Pour réussir un bon enregistrement acoustique, de nombreux paramètres rentrent en ligne de compte : l'acoustique du local, le type de micro employé et sa qualité, la position du (des) micro(s) pendant l'enregistrement, le cheminement du signal jusqu'à vos oreilles (câbles, table de mixage, effets, amplification, enceintes) Je n'aborderai pas bien sûr tous ces problèmes qui nécessiteraient un livre à lui tout seul. Cependant, si vous souhaitez passer pour un illuminé auprès du vendeur, vous n'avez qu'à tenir ce genre de discours… "S'il vous plait m'sieur, auriez-vous des micros statiques pour le chant, cardioïde, mais qui encaisse les coups ?". Cette phrase illustre bien à propos un discours technique, certes, mais complètement incohérent ! Plaisanterie mis à part, qui n'a jamais remis sa question dans sa poche de peur d'être ridicule ? Hein ! A moins de bien connaître le sujet, un vendeur connaissant la question sera toujours capable de vous faire douter de vos intentions premières.

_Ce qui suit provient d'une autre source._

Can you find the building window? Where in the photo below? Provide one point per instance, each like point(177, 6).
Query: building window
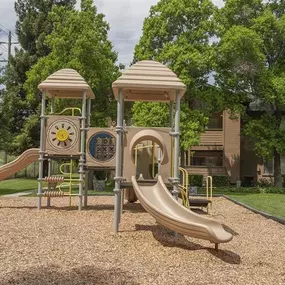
point(207, 158)
point(268, 165)
point(215, 122)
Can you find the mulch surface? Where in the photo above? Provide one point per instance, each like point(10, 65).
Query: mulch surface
point(61, 245)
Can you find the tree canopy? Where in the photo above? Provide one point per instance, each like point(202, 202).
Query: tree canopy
point(53, 35)
point(178, 33)
point(250, 71)
point(32, 27)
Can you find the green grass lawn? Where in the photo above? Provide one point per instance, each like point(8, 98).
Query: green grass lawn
point(11, 186)
point(273, 204)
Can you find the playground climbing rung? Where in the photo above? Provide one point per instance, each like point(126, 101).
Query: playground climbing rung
point(54, 179)
point(53, 194)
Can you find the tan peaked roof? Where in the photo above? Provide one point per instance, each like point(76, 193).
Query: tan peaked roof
point(66, 83)
point(148, 80)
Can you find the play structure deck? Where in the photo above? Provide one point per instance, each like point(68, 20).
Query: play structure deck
point(68, 134)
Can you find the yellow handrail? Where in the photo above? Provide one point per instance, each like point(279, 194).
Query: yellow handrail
point(73, 109)
point(184, 187)
point(153, 159)
point(209, 179)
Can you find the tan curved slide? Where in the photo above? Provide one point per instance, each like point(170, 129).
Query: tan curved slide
point(158, 202)
point(26, 158)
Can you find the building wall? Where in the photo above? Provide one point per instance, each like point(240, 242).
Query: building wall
point(225, 140)
point(232, 147)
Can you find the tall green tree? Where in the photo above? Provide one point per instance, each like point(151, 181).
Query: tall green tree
point(79, 40)
point(250, 70)
point(178, 33)
point(32, 27)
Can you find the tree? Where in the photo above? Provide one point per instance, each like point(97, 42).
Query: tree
point(178, 34)
point(79, 40)
point(250, 69)
point(32, 28)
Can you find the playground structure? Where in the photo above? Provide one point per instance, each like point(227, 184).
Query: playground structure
point(72, 138)
point(152, 81)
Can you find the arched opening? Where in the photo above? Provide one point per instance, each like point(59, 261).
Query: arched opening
point(147, 151)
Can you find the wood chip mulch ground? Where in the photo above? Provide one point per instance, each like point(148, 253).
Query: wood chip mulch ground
point(63, 246)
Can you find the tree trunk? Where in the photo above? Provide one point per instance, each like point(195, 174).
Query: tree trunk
point(182, 161)
point(277, 169)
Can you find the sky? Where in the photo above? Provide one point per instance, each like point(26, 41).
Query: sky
point(124, 16)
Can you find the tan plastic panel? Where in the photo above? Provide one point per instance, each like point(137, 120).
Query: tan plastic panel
point(158, 202)
point(72, 149)
point(148, 80)
point(90, 160)
point(66, 83)
point(133, 136)
point(19, 163)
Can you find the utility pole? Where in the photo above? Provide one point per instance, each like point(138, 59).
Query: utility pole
point(9, 43)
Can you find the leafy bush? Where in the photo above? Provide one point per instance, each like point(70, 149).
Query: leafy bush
point(220, 181)
point(196, 180)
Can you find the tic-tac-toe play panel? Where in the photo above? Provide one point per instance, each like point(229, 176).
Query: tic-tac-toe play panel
point(101, 148)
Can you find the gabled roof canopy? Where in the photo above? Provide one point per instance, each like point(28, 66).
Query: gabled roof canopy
point(66, 83)
point(148, 80)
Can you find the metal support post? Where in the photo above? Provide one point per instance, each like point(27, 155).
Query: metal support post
point(88, 113)
point(86, 189)
point(118, 178)
point(49, 174)
point(171, 124)
point(82, 150)
point(52, 108)
point(176, 135)
point(42, 153)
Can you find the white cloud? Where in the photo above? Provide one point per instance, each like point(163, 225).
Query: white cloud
point(126, 20)
point(124, 16)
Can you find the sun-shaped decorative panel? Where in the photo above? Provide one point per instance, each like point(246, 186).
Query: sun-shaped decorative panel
point(62, 134)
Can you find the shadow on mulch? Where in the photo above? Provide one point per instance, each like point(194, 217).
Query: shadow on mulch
point(130, 207)
point(166, 238)
point(230, 230)
point(75, 276)
point(199, 211)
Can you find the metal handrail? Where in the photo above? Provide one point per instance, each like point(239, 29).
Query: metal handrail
point(209, 185)
point(184, 187)
point(73, 109)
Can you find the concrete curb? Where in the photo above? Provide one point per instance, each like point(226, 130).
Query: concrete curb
point(268, 216)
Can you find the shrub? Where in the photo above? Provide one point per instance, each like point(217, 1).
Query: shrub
point(196, 180)
point(263, 182)
point(220, 181)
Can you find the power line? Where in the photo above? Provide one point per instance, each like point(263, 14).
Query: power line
point(7, 33)
point(3, 47)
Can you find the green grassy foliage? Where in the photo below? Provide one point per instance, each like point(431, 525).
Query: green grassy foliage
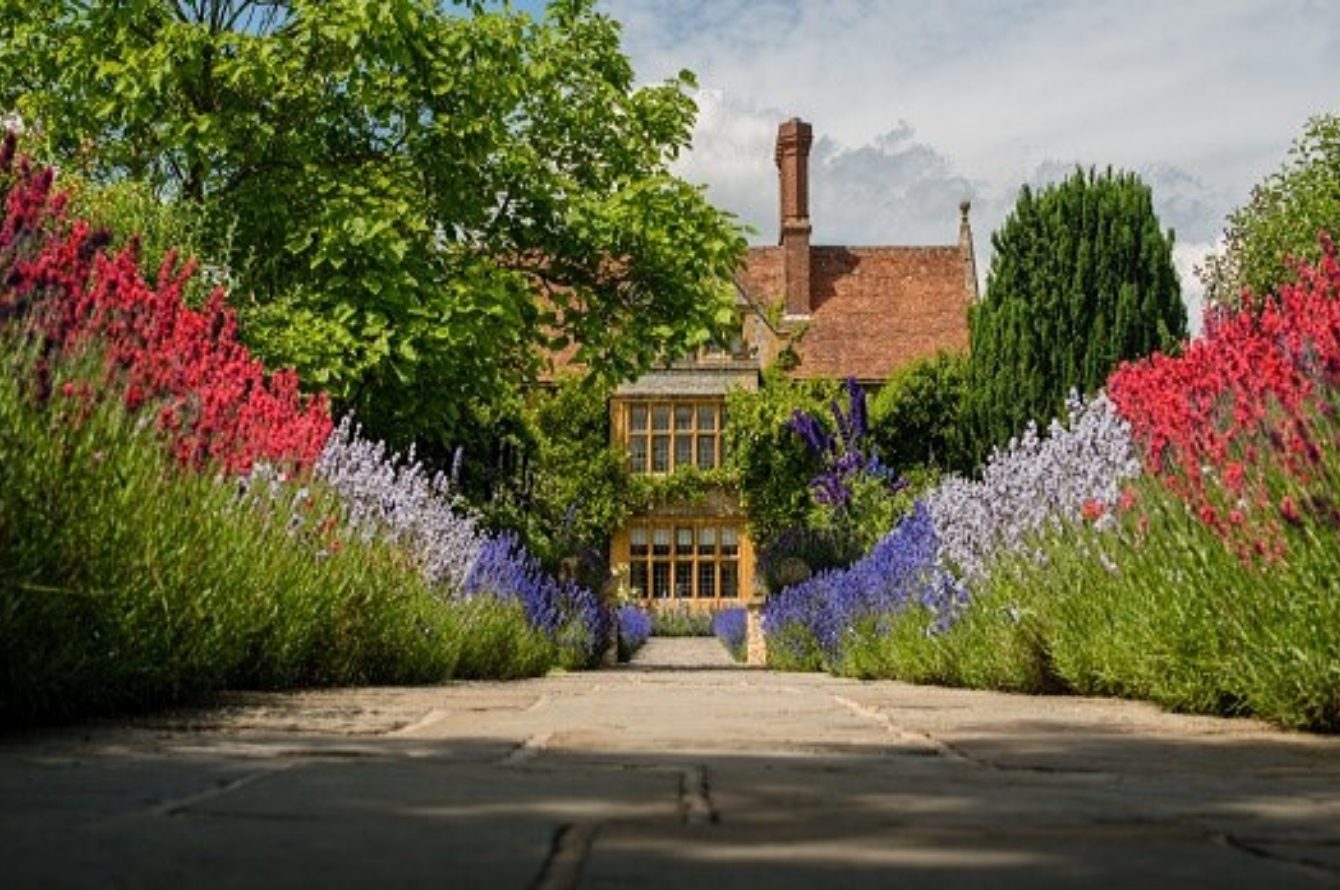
point(127, 582)
point(1158, 609)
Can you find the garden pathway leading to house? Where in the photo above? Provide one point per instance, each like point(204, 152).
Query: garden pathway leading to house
point(680, 770)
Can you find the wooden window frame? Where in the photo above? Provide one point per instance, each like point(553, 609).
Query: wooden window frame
point(642, 441)
point(662, 571)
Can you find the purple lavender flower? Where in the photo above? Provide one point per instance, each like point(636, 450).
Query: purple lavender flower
point(844, 457)
point(730, 627)
point(902, 570)
point(634, 627)
point(394, 497)
point(567, 613)
point(1033, 484)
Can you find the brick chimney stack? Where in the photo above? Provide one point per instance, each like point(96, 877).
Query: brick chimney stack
point(793, 141)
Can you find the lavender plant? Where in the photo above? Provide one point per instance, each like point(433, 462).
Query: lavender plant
point(902, 571)
point(394, 497)
point(730, 627)
point(1033, 484)
point(566, 613)
point(847, 455)
point(949, 542)
point(634, 629)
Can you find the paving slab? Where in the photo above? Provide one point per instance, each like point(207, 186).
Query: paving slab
point(680, 770)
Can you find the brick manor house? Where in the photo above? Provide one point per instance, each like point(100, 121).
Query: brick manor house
point(838, 312)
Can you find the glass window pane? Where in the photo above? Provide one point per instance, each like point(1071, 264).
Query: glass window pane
point(706, 417)
point(659, 453)
point(684, 451)
point(638, 453)
point(706, 452)
point(661, 542)
point(638, 417)
point(659, 579)
point(729, 579)
point(638, 578)
point(684, 542)
point(706, 579)
point(684, 579)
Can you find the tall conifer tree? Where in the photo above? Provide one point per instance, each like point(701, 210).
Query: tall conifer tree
point(1082, 278)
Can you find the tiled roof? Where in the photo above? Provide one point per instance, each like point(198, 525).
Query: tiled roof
point(873, 308)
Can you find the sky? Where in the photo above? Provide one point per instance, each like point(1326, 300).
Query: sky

Pour être mieux armé, vous devrez vous familiariser avec quelques termes techniques. Cela éclairera peut-être d'un jour nouveau votre vision de l'enregistrement sonore… non assisté !
Dans cette page, nous allons parcourir en détail les différents types de micro, leurs caractéristiques et leurs usages… ce qui n'est déjà pas si mal, n'est-ce pas ? Vous en doutez... alors lisez ce qui suit.


QU'EST-CE QU'UN MICRO ?

Les définitions sont nombreuses, dans les dicos comme sur Internet ; autant prendre celle donné par le "Music Mot" :

Objet permettant d'enregistrer et d'amplifier une source sonore. Il existe plusieurs sortes de micro, que l'on utilise en fonction du besoin, du type de source à enregistrer. Les microphones offrent différentes ouvertures d'angles de réception: directif, cardioïdes, omnidirectionnel. La directivité d'un microphone caractérise sa sensibilité en fonction de la provenance du son, selon son axe central. Selon le type d'utilisation auquel le micro est destiné (ambiance sonore, chant, instrument de percussion, instrument à vent...) et selon les conditions d'utilisation (studio, scène ou en extérieur), on trouve différents types de microphones. Les plus courants sont le microphone à main, le micro de studio, le micro cravate, le micro canon, le micro pour instrument..

Rien que la lecture de cette définition laisse entrevoir la difficulté de la tâche.

Chaque type de micro a ses particularités propres. On n'utilisera pas le même micro pour enregistrer une voix et une contrebasse. En général, les fabricants proposent, au moyen de plaquettes publicitaires ou avec la notice d'utilisation jointe au micro, un tableau qui définit chaque type d'utilisation (le type d'instrument, l'utilisation en studio ou sur scène…).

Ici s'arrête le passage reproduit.